Fantastic post. I would note, though, that OkCupid reduces your 9-192 years down to about 9 seconds. You can simply do a keyword search for Unicorn to immediately bring up all the people who identify as unicorns. Moreover, you can set all your filters to exactly what you and your partner both want. In cities where the OkCupid population is dense enough (Seattle, NYC, Boston, DC, SF, among others), it shouldn't take more than 5 minutes of effort to find a proper unicorn :)

Getting the unicorns to reply to you, though, is a different task entirely, and may require that you understand the ins and outs of online dating (good profile, good photos, good first message, etc.).

Re: One possible solution...

Steven,

I'll grant you that online dating does make the process of finding bisexual+poly+attractive women in your area a lot faster. It still doesn't guarantee you that any particular woman is going to fancy either you or your partner, though, and you are still massively reducing your chances of finding a partner for either of you, if you are still looking for one person to suit both.

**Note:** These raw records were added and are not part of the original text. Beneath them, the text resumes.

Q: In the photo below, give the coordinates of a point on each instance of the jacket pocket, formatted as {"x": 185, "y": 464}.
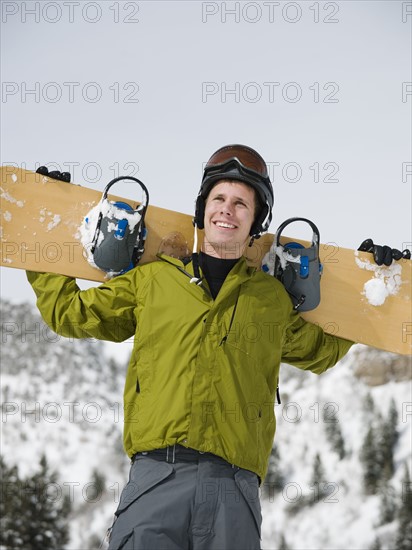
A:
{"x": 248, "y": 484}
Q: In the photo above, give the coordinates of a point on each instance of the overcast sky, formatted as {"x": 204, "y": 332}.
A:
{"x": 321, "y": 89}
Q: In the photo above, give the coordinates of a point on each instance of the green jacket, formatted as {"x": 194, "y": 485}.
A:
{"x": 203, "y": 373}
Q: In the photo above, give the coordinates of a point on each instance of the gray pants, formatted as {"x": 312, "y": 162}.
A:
{"x": 193, "y": 502}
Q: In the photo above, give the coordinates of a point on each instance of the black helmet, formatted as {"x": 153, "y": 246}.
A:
{"x": 241, "y": 163}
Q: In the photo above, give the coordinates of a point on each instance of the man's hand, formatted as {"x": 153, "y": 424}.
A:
{"x": 384, "y": 254}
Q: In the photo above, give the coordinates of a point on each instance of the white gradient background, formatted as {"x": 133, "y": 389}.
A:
{"x": 169, "y": 50}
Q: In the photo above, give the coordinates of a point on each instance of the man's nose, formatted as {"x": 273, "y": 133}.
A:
{"x": 227, "y": 208}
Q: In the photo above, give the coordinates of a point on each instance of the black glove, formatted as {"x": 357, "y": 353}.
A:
{"x": 55, "y": 174}
{"x": 384, "y": 254}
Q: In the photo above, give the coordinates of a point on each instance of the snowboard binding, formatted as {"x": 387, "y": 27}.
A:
{"x": 298, "y": 268}
{"x": 54, "y": 174}
{"x": 120, "y": 234}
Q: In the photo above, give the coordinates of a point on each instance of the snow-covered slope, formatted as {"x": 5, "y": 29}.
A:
{"x": 64, "y": 398}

Let's say you live in a city with a population over four million, so that at least half of those are women. Bi, poly and attractive-to-you women will make up (probably) around 0.01% of the population - okay, so in a city that huge that's 20000 women, but don't forget that the vast majority of those women will already be dating or married and not available. Let's say 10% of those women are actually looking for someone to date... of those 2000 women, maybe 10% (200) will fancy you, and maybe 10% (20 women) will also fancy your partner. And maybe two of them will be interested in trying out an exclusive triad situation. None of which guarantees that a relationship with either of those two potential women will actually work out, but sure. You found them pretty quickly, and only had to message 2000 women to do it.

OkCupid, or whatever dating site you happen to use, might well make your disappointment happen faster. What it doesn't do is change the odds of what you're looking for actually being available.